TOMBÉS AU COMBAT - Deux militaires français ont été tués au Burkina Faso lors d'une opération menée dans la nuit de jeudi à vendredi, qui a permis de libérer quatre otages, dont deux Français. Cédric de Pierrepont et Alain Bertoncello étaient deux officiers mariniers, engagés depuis le 30 mars dernier dans la région du Sahel.

"Les commandos Marine Cédric de Pierrepont et Alain Bertoncello ont sacrifié leur vie". Les forces spéciales françaises ont libéré quatre otages - les deux Français, enlevés le 1er mai au Bénin, une Américaine et une Sud-Coréenne - lors d'une intervention "complexe" dans le nord du Burkina Faso, dans la nuit de jeudi à vendredi, ont annoncé les autorités vendredi 10 mai. Quatre ravisseurs ont été tués, selon l'état-major français, qui n'a pas donné d'indication sur l'identité du groupe preneur d'otages. Au cours de l'opération militaire, deux officiers mariniers français "ont trouvé la mort au combat". 

"L'engagement et le sacrifice du maître Cédric de Pierrepont et du maître Alain Bertoncello nous dépassent tous. Toute la Nation s'incline aujourd'hui devant leur courage, reconnaissante et fière de ses héros qui ont donné leur vie pour sauver celle des autres", a commenté la ministre des Armées Florence Parly, qui a adressé ses "pensées" aux familles des soldats tombés. Emmanuel Macron présidera une cérémonie d'hommage aux deux militaires tués mardi à 11H.

Deux officiers cités pour leurs états de service

Entré dans la Marine nationale en 2004, à 18 ans, le maître Cédric de Pierrepont est affecté au commando de Penfentenyo, une équipe spéciale de neutralisation et d'observation, où il est promu au grade de second-maître. En août 2012, il rejoint le commando Hubert. Il y occupait les fonctions de chef de groupe commando depuis le 1er avril 2018. Pacsé et cité plusieurs fois pour ses états de service, le maître de Pierrepont était notamment décoré de la Médaille d'or de la Défense nationale et de la médaille d'Outre-mer avec agrafes Sahel et Liban. Il "cumulait 15 ans de service au cours desquels il a plusieurs fois été engagé sur des théâtres d’opérations en Méditerranée, au Levant et au Sahel", où il était déployé depuis le 30 mars dernier.

Né en 1991, le maître Alain Bertoncello rejoint en 2011 l'École de maistrance, qui assure la formation initiale des officiers mariniers. Après cinq années au commando Jaubert, spécialisé dans le contre-terrorisme, la libération d'otages et les assauts en mer, il rejoint le commando Hubert, basé à Saint-Mandrier, dans le Var, où il était affecté depuis juillet 2017. Il a participé à des missions de défense aux Seychelles et à plusieurs opérations extérieures". Pacsé, il cumulait plus de sept ans de service au sein de la Marine nationale. Il était décoré de la Médaille d'Outre-mer pour le Moyen-Orient ainsi que de la Médaille d'argent de la Défense nationale. À l'instar du maître Cédric de Pierrepont, il était déployé au Sahel depuis le 30 mars.
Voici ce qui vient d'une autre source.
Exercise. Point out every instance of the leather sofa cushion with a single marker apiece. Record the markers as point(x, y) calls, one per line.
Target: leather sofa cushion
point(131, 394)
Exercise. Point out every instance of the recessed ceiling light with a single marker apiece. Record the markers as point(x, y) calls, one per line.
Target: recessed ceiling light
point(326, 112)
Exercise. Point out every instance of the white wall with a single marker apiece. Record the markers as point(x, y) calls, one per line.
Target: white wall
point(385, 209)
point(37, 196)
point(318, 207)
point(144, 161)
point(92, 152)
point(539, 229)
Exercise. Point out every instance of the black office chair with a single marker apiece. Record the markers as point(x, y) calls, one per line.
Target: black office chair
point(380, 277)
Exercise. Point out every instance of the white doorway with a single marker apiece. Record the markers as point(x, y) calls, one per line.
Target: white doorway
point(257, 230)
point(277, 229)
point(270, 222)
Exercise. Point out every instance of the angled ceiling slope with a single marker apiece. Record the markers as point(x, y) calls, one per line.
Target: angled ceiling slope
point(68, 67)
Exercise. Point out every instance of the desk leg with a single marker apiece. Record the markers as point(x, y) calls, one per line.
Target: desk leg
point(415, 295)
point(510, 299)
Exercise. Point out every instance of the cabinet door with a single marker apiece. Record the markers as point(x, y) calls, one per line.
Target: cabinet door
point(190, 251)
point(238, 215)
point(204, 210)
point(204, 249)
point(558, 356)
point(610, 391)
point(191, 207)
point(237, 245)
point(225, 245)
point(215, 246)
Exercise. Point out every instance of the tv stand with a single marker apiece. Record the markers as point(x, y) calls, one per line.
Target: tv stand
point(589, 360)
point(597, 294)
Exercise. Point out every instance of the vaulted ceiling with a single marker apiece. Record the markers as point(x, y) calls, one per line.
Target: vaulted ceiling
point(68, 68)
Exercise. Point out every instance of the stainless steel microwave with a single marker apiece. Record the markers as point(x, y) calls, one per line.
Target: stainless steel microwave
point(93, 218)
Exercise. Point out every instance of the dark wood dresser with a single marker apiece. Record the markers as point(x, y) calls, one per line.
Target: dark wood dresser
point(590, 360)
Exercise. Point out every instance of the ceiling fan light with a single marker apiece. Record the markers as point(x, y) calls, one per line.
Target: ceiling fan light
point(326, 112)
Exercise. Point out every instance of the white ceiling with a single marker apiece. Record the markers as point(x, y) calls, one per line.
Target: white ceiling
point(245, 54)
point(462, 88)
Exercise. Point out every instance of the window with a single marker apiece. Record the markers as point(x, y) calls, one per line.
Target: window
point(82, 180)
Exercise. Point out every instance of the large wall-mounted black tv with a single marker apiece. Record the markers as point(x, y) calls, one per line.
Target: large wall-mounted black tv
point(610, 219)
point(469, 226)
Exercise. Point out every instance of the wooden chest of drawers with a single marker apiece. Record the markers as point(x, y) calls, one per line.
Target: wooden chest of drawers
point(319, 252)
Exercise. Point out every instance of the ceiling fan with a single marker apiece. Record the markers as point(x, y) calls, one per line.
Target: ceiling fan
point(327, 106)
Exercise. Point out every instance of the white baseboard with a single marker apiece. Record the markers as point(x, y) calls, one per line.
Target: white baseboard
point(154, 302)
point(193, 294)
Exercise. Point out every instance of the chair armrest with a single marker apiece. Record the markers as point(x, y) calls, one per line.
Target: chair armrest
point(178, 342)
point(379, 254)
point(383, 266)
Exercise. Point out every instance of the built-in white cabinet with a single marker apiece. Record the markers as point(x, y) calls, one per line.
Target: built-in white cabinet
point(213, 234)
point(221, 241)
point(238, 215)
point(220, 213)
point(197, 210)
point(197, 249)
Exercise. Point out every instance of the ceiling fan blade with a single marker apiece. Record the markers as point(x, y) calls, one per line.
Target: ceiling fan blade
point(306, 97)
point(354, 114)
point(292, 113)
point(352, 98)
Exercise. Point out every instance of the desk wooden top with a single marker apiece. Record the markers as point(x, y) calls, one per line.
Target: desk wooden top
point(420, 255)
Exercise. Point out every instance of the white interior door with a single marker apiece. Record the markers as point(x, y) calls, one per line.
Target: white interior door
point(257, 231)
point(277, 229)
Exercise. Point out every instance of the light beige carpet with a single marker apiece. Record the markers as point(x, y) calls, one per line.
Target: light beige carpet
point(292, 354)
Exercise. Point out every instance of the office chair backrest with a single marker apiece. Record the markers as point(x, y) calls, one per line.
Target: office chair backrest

Le commando Hubert, l'équivalent du SEAL américain

Tous deux faisaient partie du prestigieux commando Hubert, l'un des sept commandos de la Marine nationale. Il est considéré comme le plus prestigieux d'entre eux et l'unité de forces spéciales la plus sélective et complète de toute l'Armée française. Héritière directe du 1er bataillon de fusiliers marins commandos constitué durant la Seconde Guerre mondiale au Royaume-Uni, l'unité porte le nom du lieutenant de vaisseau Augustin Hubert, tué au combat le 6 juin 1944 à Ouistreham.

Voir aussi

Au-delà des capacités communes partagées avec les autres commandos de la Marine nationale, le commando Hubert "dispose de groupes spécialisés dans le contre-terrorisme, la libération d'otages et l'action sous-marine avec les nageurs de combat", écrit sur son site le ministère de la Défense. Cette unité d'élite est l'homologue de la SEAL Team 6 américaine, connue notamment pour son raid sur la résidence fortifiée d'Oussama Ben Laden à Abbottabad, au Pakistan, le 1er mai 2011.